Smart Sensor Design for Power Signal Processing

  • Francisco-Javier Ferrández-PastorEmail author
  • Higinio Mora-Mora
  • Jose-Luis Sanchez-Romero
  • Mario Nieto-Hidalgo
Conference paper
Part of the Lecture Notes in Computer Science book series (LNCS, volume 9454)


Ubiquitous systems used to improve quality of life include integration of multiple data and knowledge representing behaviour of people. These systems produce several sources of raw data (environmental, wearable sensors) to produce new processed data (behaviour patterns, people actions). In the domestic environment, daily and frequent people activities use all kinds of electric devices (appliances). Connection and disconnection of these devices provide useful data to know patterns of use, usual or unusual events and people behaviour.
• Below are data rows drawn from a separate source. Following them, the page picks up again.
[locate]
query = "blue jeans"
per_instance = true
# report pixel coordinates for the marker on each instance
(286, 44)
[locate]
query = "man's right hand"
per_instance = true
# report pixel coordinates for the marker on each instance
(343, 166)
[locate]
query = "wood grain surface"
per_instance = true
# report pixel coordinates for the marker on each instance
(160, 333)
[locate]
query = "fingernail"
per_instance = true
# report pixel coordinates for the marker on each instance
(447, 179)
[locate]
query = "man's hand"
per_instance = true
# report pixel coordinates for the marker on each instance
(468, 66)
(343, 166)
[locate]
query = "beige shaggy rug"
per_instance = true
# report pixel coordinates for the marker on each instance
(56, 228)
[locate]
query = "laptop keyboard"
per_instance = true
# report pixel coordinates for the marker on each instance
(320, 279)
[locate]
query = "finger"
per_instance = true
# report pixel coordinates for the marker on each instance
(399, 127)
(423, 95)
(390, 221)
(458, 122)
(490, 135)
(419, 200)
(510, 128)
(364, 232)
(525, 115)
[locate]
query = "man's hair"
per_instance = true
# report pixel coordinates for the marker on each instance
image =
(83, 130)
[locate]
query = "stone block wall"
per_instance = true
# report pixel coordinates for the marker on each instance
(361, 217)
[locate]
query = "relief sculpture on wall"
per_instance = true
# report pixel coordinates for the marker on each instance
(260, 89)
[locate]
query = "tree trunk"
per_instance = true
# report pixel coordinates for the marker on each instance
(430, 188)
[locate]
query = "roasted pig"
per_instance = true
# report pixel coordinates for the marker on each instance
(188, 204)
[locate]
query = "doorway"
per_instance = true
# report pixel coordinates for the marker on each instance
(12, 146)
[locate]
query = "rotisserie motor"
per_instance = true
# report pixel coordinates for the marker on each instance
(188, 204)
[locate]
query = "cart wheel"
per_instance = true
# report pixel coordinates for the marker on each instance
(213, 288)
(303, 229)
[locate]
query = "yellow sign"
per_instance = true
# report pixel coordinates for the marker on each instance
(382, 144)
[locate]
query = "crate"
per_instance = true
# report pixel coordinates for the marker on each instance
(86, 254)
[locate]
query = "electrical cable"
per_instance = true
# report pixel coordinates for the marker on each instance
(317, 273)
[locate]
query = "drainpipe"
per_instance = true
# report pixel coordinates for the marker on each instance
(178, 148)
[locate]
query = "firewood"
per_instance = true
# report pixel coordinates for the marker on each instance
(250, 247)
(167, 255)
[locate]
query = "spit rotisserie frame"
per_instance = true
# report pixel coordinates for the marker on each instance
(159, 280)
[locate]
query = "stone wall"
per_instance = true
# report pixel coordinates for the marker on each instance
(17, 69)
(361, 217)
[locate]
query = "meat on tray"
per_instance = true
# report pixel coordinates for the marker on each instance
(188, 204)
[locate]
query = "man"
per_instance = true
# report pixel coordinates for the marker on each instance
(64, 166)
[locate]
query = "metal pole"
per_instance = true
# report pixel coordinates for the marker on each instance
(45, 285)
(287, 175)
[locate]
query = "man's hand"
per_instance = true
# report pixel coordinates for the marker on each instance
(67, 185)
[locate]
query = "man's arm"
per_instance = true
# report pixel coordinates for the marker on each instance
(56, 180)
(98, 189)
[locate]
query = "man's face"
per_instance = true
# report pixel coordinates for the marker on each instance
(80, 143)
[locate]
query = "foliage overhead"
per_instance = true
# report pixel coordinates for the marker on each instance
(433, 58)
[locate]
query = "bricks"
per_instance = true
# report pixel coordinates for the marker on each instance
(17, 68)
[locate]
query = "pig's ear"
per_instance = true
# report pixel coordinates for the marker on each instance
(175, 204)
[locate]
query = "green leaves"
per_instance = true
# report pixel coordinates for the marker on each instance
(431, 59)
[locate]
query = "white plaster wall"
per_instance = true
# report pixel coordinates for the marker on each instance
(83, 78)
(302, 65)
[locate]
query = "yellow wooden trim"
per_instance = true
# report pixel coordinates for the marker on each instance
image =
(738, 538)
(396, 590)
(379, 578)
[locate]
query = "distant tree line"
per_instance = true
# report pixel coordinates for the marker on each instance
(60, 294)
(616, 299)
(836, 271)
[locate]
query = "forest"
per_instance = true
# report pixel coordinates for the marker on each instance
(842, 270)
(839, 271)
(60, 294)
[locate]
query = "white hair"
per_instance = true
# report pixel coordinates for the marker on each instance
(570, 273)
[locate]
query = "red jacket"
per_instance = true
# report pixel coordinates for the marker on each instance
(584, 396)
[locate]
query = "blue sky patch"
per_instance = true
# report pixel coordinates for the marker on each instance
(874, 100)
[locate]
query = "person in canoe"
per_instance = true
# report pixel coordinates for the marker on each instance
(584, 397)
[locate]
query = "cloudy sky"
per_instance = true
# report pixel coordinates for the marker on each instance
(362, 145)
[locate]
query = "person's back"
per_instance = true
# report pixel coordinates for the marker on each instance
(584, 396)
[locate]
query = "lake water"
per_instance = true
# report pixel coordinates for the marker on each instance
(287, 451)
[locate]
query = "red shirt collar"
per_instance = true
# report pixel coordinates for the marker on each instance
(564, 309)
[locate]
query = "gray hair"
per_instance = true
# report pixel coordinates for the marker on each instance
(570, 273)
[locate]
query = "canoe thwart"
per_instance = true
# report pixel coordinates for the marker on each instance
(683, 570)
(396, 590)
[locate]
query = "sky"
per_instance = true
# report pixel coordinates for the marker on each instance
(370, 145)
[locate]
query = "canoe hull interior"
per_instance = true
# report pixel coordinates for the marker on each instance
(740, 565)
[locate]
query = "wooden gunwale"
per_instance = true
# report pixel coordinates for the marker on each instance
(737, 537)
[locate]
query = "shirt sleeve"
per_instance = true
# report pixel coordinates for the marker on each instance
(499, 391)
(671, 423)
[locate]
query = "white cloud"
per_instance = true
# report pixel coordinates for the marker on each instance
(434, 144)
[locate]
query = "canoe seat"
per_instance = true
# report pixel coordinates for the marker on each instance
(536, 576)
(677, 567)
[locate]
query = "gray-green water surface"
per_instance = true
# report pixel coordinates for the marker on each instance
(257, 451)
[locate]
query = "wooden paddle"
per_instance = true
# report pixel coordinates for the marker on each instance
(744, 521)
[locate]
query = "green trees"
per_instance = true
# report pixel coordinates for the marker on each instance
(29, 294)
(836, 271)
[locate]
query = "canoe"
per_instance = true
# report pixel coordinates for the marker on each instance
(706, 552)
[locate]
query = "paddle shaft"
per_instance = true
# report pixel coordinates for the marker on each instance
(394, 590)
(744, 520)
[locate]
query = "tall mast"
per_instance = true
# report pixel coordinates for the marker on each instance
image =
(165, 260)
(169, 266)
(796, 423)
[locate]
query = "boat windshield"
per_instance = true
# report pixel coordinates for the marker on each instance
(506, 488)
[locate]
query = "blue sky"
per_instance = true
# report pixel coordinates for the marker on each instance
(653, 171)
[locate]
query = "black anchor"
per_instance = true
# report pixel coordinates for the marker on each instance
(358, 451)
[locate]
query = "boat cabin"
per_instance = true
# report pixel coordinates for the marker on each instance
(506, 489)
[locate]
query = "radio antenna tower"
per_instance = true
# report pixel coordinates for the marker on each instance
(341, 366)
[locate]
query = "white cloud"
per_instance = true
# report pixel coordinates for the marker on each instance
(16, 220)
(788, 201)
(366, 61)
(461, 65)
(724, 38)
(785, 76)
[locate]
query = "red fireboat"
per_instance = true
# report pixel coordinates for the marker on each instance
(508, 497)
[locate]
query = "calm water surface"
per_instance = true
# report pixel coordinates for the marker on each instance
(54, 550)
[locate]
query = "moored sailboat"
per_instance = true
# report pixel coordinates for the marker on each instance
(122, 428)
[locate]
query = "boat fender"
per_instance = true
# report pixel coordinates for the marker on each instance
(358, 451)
Currently, specialised systems for power load and monitoring are costly to install. This work proposes the design and development of low cost and embedded hardware tools (smart sensors) to obtain power consumption information used on ambient assisted living services. Non-intrusive load monitoring (NILM) design based in Wavelet transform (WT) processing, and Field-Programmable Gate Arrays (FPGAs) hardware implementation, provide the necessary support to develop this kind of embedded devices.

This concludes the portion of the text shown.